A Network Switch is a small hardware device in a network that connects multiple computers or devices within one Local Area Network (LAN). Switch filters and forwards data packets between different LAN devices (or computers). Network switches work at Layer two (Data Link Layer) of the OSI Model (Open Systems Interconnection Model).
In an Ethernet Local Area Network (LAN), a switch determines from the physical device address (Also known as Media Access Control or MAC Address) in each incoming message (data) frame, which output port to forward it to and out of. In a wide area packet-switched network such as the internet (refer the section 'Circuit-Switching and Packet-Switching), a switch determines from the IP address in each data (message) packet, which output port to use for the next part of its trip to the intended destination.
Various models of network switches support various numbers of connected devices (on a network). Most consumer-grade network switches provide either four or eight connections for Ethernet devices. Switches can be connected to each other in order to add progressively larger number of devices to a LAN, this method is called 'Daisy Chaining'.
Network switch appears nearly identical to network hub, but a switch usually contains more intelligence than a hub, and consequently a switch is more in cost than a hub. Switch is capable of inspecting the data packets and it can determine the source and the destination device of each packet, and depending on this information it can forward the data packets appropriately. Whereas, hub does not transport the data throughout the network with this much sophistication. By delivering the messages only to the intended (connected) device, a network switch conserves network bandwidth and consequently, usually offers better performance than a hub.
Circuit Switching and Packet Switching
Circuit-Switching: Network's paths can be utilised exclusively for a certain duration by two or more parties and then switched for use to another set of parties, this type of "switching" is known as Circuit-Switching and it is really a dedicated and continuously connected path for its duration of utilisation. An ordinary voice phone call usually utilises circuit-switching.
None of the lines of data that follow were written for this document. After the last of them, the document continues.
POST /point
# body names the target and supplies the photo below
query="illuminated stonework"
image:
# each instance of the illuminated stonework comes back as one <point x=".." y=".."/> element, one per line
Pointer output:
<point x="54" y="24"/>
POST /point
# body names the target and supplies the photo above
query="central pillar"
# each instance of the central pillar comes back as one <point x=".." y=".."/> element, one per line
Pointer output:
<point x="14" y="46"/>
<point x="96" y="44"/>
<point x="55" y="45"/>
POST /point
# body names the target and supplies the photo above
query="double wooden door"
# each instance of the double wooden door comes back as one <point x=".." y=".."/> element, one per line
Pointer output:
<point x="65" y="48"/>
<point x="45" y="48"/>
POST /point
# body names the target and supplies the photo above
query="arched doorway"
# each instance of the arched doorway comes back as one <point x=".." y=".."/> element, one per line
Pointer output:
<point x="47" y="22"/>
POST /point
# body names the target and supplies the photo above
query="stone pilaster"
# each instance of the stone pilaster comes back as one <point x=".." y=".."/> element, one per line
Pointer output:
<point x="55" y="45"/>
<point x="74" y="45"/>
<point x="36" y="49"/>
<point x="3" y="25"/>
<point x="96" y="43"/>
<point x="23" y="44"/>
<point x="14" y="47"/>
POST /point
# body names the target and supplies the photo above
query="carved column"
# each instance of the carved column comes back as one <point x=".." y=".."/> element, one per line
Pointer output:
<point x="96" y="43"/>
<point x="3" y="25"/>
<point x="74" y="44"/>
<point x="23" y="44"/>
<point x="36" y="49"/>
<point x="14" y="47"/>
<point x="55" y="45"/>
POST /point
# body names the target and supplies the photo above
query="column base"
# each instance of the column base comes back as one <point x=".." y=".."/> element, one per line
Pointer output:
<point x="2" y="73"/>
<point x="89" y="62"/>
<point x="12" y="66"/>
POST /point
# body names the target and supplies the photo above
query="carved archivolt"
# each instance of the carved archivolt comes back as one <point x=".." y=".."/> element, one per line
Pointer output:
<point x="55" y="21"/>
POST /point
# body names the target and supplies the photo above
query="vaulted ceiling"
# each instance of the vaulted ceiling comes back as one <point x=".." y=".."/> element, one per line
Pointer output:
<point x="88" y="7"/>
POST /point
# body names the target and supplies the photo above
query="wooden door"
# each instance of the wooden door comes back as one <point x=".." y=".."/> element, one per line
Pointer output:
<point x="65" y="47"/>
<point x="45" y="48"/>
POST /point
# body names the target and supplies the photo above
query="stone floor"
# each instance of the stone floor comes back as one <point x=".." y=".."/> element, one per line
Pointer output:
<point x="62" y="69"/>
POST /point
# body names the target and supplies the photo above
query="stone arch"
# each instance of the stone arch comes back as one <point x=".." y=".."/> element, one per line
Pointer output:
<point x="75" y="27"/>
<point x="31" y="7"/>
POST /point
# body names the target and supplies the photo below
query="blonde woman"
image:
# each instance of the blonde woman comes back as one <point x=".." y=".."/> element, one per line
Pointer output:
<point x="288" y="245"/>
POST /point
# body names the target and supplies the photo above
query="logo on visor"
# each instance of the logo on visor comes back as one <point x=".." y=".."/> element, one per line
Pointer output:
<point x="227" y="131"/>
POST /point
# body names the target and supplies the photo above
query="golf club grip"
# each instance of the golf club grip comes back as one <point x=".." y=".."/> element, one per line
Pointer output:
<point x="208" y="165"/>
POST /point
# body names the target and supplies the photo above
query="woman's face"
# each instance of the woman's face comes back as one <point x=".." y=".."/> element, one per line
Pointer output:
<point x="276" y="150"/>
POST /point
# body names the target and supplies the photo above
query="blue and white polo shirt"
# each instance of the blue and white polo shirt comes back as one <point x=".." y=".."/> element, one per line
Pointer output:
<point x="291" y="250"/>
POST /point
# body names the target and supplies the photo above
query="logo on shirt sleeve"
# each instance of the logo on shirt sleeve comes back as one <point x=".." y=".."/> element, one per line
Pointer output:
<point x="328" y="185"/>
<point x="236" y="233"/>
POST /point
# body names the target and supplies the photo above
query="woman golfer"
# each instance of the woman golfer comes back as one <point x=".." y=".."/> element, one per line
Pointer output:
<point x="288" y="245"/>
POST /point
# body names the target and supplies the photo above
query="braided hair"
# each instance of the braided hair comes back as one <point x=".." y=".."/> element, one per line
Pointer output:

Packet-Switching: Using packet-switching, all network users can share the same paths at the same time and the particular route a data unit travels can be varied as conditions differ. In Packet-Switching, a message is divided into packets, and these packets are units of a certain number of bytes. The network address of the sender and of the destination are added to the (data) packet. Each network point looks at the packet to figure out where to send it next. The packets in the same message may travel different routes and may not arrive in the same order that they were sent. The packets in a message are collected and reassembled into the original message at the destination.
As explained above, a switch performs the layer 2, i.e. Data-link Layer function in the OSI communications model. It means, a switch simply looks at each data (or message) packet or data unit and determines from a physical address (MAC Address), which device a data unit is intended for and switches it out toward that device. However, in wide area networks such as the internet, the destination address requires a look-up in a routing table by a device known as a router. Some newer switches also perform routing functions (i.e., Layer 3 or the Network Layer functions in OSI communication model), and therefore, these type of switches are sometimes called IP Switches.
Hop Count and Latency
In a packet-switching network (such as internet), the journey a data packet takes from one intermediate point to another (such as router or switch) in the network is known as hop. On the internet or a network that uses TCP/IP, the number of hops a data packet has taken toward its destination is called the 'hop count'. Hop count is kept in the data packet header.
The time taken by switch to decide where to forward a data unit is known as Latency.